きっと、ここが帰る場所

July 22 [Sun], 2012, 23:24
This Must be the Place

かつてのロックスターが長年疎遠だった父の死をきっかけにアメリカに戻り、小さな町を渡り歩く旅に出る。

雲の上を漂うかのような、アメリカの原風景が印象的な、詩的なムードが漂うロードムービー。

かつてのヴィム・ヴェンダース系とでもいいましょうか、人の心の旅路が詩的な感覚が炙り出される、淡々としてるしそう面白味もないのだけれど(←)何故か心惹かれるロードムービー。
今も昔もロードムービーに魅力があるのは、そこに主人公だけではない、人生が重ねて見えるからだと思う。それも極めてシンプルな、誰もが感じる人生への渇望とでもいうべきもの。非日常的であるからこそ、何気ない光景や出会う人々の言葉が心に残る。

まあそれ以前に、この作品ではショーン・ペンが演じる過去のロックスター像が強烈過ぎてまず目を奪われてしまいますけれども。汗
見た目キュアーのロバート・スミスな、アイルランド在住のシャイアン。かつては陰鬱な詩を書き一世を風靡したが、現在は隠居生活の身。とはいっても優雅な邸宅に妻とふたり、仲睦まじく暮らしている。
ショーン・ペンのなりきり演技はさすがで、メイクもあるとはいえ普段の面影が全くないのに驚き。ふにゃふにゃした話し方に独特のいらっとくる(←)含み笑い、いかにも繊細な文学青年の中年化といった風情。ただ何気に毒っ気というか皮肉屋でもあるのが面白い。
そんで妻役が男顔のフランシス・マクドーマンドなもんだから、この夫婦のまるで男女入れ替えたような佇まいが何とも・・・フランシスは化粧っ気もないし、タフな消防士そのもの。
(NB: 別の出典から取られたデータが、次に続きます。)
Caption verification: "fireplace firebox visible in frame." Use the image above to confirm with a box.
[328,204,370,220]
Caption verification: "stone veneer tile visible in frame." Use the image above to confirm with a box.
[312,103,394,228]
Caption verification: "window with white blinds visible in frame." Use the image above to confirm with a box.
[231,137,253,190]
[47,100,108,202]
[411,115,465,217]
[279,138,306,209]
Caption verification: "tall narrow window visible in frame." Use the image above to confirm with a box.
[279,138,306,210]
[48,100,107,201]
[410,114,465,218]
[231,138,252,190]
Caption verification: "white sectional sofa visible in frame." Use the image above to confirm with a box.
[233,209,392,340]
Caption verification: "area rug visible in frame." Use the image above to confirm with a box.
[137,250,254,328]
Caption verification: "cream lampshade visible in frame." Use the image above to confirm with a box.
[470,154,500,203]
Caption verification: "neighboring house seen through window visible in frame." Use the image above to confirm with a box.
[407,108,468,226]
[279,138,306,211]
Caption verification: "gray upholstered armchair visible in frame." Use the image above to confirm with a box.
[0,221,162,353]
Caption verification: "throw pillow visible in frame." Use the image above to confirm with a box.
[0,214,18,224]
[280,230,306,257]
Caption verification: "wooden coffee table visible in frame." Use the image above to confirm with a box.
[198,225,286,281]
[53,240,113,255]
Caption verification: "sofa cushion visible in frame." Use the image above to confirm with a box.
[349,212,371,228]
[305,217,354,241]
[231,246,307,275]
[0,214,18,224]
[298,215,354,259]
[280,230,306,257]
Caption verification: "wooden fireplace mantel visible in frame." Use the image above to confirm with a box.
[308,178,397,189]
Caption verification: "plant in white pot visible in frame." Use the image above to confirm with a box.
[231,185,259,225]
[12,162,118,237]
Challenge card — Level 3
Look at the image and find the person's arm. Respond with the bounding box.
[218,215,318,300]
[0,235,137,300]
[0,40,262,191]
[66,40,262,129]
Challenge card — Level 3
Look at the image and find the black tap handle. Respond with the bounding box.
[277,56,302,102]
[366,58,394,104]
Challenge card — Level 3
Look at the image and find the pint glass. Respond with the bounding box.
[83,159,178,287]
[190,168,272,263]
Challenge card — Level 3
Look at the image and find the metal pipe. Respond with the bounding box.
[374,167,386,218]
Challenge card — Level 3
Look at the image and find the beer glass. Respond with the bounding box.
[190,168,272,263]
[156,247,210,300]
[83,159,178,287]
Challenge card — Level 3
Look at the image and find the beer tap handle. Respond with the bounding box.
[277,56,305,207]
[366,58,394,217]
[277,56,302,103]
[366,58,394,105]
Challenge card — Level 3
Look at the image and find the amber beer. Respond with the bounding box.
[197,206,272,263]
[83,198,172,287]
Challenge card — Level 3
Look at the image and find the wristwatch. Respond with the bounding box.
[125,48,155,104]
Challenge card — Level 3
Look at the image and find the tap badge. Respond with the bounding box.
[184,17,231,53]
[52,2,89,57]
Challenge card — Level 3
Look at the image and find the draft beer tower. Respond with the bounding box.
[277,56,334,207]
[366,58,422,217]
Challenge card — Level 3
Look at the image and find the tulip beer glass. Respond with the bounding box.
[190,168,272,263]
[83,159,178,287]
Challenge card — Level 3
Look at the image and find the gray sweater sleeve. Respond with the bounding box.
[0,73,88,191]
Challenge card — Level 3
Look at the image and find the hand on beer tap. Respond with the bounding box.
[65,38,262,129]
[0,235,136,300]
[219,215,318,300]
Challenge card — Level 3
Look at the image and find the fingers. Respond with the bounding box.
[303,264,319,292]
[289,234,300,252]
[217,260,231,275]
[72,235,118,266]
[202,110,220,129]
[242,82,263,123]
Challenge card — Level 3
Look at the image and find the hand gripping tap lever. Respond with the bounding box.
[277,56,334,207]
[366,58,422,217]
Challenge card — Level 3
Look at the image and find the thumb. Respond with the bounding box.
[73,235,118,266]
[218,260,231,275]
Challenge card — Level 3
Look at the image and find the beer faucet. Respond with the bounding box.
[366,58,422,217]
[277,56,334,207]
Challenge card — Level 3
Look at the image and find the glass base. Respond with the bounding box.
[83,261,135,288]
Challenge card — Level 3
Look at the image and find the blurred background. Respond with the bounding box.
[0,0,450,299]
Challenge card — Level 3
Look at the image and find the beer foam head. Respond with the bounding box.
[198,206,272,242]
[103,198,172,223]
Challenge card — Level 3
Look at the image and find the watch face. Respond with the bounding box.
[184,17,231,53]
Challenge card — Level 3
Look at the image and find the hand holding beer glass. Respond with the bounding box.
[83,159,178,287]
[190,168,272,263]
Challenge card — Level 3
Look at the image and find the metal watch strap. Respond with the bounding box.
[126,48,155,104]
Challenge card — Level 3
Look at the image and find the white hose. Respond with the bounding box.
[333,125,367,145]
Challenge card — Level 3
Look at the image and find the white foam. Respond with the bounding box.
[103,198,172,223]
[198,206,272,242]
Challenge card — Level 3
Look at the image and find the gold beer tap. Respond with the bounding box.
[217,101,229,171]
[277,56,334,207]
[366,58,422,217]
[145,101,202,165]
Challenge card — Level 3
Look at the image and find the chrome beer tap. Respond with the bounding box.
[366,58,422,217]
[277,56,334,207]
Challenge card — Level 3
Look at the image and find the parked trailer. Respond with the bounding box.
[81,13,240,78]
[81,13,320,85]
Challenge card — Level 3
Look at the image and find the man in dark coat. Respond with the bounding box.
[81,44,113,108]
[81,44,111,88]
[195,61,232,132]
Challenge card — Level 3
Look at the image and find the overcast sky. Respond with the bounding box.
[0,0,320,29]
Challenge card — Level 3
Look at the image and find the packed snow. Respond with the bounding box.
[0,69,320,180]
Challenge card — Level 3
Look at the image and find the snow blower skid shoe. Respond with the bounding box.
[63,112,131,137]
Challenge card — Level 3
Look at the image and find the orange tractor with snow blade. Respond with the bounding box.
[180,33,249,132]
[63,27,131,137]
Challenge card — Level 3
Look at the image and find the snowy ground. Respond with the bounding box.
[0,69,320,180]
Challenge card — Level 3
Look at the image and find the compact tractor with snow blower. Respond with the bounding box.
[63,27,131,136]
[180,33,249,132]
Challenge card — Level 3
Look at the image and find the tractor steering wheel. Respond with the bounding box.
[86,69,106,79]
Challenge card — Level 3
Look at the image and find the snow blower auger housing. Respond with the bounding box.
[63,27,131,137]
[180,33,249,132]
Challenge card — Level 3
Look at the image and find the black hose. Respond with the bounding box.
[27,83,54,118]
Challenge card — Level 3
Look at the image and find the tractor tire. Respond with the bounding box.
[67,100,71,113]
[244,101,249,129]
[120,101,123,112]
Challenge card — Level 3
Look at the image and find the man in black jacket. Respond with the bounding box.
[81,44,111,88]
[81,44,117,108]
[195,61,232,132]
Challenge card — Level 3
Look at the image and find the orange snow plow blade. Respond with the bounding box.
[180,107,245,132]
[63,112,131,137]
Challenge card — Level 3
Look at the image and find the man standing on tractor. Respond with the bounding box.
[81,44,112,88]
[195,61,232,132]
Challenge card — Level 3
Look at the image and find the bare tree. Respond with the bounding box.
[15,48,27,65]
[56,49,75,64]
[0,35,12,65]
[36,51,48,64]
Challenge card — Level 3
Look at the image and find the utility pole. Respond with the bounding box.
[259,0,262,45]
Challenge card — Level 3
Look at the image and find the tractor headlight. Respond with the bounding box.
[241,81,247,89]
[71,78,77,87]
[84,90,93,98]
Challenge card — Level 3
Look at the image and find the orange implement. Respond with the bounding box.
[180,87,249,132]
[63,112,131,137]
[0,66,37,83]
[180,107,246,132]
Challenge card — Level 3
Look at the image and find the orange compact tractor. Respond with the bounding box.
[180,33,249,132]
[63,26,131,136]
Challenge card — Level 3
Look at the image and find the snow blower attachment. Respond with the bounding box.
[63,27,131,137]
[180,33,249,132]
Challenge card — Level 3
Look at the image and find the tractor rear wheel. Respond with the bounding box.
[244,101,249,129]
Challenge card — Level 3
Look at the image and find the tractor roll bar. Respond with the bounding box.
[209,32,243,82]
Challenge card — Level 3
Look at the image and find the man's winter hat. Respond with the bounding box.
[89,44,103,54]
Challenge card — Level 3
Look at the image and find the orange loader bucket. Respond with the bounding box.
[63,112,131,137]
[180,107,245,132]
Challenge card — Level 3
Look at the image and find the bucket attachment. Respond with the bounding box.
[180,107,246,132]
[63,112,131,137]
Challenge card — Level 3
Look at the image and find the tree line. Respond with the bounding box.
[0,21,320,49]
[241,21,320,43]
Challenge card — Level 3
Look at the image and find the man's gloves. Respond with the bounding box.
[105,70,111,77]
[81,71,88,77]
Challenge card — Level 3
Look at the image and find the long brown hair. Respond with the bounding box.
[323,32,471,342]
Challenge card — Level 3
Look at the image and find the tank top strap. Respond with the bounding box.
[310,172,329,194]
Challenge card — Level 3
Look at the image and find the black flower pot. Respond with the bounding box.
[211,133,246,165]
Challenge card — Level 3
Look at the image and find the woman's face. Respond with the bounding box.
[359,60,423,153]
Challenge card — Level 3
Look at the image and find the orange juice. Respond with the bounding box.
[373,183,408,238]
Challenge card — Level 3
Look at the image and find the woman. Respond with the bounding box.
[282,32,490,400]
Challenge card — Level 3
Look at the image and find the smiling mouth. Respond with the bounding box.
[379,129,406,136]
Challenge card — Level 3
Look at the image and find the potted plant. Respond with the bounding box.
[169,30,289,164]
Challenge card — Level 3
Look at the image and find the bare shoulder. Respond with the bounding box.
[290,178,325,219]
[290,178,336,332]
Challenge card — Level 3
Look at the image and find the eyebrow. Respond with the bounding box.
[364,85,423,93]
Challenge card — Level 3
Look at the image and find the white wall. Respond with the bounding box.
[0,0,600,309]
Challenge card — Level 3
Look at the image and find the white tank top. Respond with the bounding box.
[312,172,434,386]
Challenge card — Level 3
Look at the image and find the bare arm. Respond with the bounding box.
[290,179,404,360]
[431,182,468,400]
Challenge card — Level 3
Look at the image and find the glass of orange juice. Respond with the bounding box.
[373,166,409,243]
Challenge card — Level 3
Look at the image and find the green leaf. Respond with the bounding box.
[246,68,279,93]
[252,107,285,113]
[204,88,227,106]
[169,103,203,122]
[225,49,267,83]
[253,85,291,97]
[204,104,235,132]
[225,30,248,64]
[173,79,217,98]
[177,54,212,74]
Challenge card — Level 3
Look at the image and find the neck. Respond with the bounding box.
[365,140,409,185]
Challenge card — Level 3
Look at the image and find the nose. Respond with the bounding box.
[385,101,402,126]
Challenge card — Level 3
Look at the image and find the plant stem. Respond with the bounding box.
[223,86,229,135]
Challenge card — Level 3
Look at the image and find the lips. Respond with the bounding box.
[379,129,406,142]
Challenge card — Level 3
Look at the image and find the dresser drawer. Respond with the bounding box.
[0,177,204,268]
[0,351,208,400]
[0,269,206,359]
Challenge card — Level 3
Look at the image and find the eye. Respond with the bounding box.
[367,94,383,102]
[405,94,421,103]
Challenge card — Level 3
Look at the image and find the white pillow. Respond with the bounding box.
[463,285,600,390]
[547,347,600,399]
汗
こんな男っぽかったでしたっけ?

・・・ていうか、本筋に入る前の、前置き長くない?と思ったのは私だけ?
アメリカに渡る前にだいぶ時間を使ってたような気がするんですが・・・。まあそれでシャイアンの背景を描く、ということだったのかもしれないけど。でも舞台が変わることもあって良い対比にはなっていましたね。傍目には生活に困ることもなく、若いバンドからアプローチも受けたりして、悠々自適に見える元ロックスターが、疎遠だった父の想いを遂げようと旅に出る、それは一見唐突な行動のようにも思える。

彼は厭世的でいながら、いつも生死の意味に囚われ続けて生きてきたのかもしれない。昔のままの姿で居続けるのも、ある時点から先に進めないものを抱えていたからかもしれない。
預かった高級車に乗り、でもその高級車は燃え尽きる。手がかりを追ってアメリカのごく小さな町を巡り続ける。いつかは終わりが来るはずの、でも終わりのないような旅。
ロードムービーの基本は心の浄化の過程であるからして、数々の美しい、でもどこかに取り残されたような寂寥感漂う光景を強烈に観る者の心に焼き付ける。